Die Stärkung des bereichsübergreifenden Denkens, die Förderung der Mitarbeitermotivation, die Steigerung der Attraktivität des Unternehmens als Arbeitgeber sowie die Schaffung zusätzlicher Freiräume für die Entwicklung der Mitarbeiter sind Faktoren, die für die Bindung von Leistungsträgern eine wichtige Rolle spielen. Die Studie bestätigt dies. 67 Prozent der Befragten setzen auf die sprichwörtliche ‘Karotte‘ und das Aufzeigen von Entwicklungsoptionen und Karriereperspektiven sowie den Aufbau eines positives Arbeitsimages (48 Prozent) als Maßnahmen zur Bindung von Leistungsträgern. Dass die frühzeitige Besetzung von Schlüsselpositionen ein wesentlich effektiveres Mittel der Mitarbeiterbindung sein könnte, findet lediglich ein Viertel der Befragten.
Insgesamt scheinen die angewandten Maßnahmen eher auf die Förderung junger Talente und nicht auf Leistungsträger ausgerichtet zu sein. Die einmalige Förderung scheint in der bisherigen Ausgestaltung von TMP zu dominieren und rückt die kontinuierliche Qualifikationssteigerung des Unternehmens in den Hintergrund. Dies deckt sich auch mit der Erkenntnis einer mangelnden strategischen Verankerung von TMP in der Unternehmensstrategie.
Erfolgsfaktor 5: Organisationale Voraussetzungen schaffen
Unternehmen, die den Erfolg ihrer TMP hervorheben, geben an, die richtigen Voraussetzungen im Unternehmen geschaffen zu haben. Dazu werden insbesondere das Etablieren einer offenen Kultur im Unternehmen sowie die Unterstützung durch das Topmanagement gezählt. Eine inadäquate Infrastruktur und fehlende Kapazitäten im Personalwesen stellen hingegen eine Hürde erfolgreicher TMP dar, so 70 Prozent der Befragten.

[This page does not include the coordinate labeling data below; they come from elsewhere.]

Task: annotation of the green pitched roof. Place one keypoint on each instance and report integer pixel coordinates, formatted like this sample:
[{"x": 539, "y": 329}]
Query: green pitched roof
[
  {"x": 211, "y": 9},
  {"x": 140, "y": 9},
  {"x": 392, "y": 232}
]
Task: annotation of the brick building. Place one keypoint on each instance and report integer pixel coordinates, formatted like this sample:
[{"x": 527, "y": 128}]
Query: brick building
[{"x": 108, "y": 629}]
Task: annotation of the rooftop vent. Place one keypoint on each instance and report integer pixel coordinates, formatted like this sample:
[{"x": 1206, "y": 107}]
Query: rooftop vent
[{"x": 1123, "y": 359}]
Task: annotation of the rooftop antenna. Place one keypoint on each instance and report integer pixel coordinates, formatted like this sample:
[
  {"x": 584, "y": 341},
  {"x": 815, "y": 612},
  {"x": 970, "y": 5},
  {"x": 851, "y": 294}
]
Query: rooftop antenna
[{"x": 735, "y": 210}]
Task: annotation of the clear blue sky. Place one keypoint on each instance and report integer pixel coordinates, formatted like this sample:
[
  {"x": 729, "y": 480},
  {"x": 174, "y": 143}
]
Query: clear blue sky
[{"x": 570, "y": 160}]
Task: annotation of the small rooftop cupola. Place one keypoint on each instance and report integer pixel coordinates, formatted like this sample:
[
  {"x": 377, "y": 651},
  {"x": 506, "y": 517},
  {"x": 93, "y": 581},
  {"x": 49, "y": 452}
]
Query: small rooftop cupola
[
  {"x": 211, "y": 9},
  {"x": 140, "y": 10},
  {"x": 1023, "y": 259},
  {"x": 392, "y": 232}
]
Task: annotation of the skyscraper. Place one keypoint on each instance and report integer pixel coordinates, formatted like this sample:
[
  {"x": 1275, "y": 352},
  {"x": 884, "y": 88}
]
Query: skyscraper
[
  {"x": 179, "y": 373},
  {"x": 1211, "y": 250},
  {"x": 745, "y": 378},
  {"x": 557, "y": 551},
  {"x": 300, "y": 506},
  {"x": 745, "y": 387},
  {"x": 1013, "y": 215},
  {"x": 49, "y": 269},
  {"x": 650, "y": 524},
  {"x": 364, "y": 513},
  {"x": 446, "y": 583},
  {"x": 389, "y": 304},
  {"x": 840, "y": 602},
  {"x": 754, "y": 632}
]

Für immerhin 67 Prozent der Befragten stellt das operative Geschäft mit seinen Erfordernissen eine schwer zu überwindende Hürde dar. Über 40 Prozent der Befragten geben an, dass Mitarbeiter aufgrund operativer Tätigkeiten nicht den nötigen Freiraum zur Teilnahme an Talent Management finden. Den Druck jedoch zu erhöhen, um eine Teilnahme dieser Mitarbeiter zu erzwingen, sehen deutlich unter zehn Prozent der Unternehmen als adäquates Mittel an. Arbeitsplatznahes Lernen, zum Beispiel in Multi Media-Lerneinheiten oder in Online Games scheint entsprechend angebrachter.
Management-Denker Peter Drucker bezeichnete die Steigerung der Produktivität von Wissensarbeit als zentrale Herausforderung von Unternehmen im 21. Jahrhundert. TMP helfen, diese Herausforderung anzunehmen. Die Hebelwirkung von solchen, idealerweise strategisch geplanten Eingriffen in das Humankapital des Unternehmens ist dabei umso höher, je eher die hier dargestellten Erfolgsgaranten wirksamer TMP berücksichtigt werden.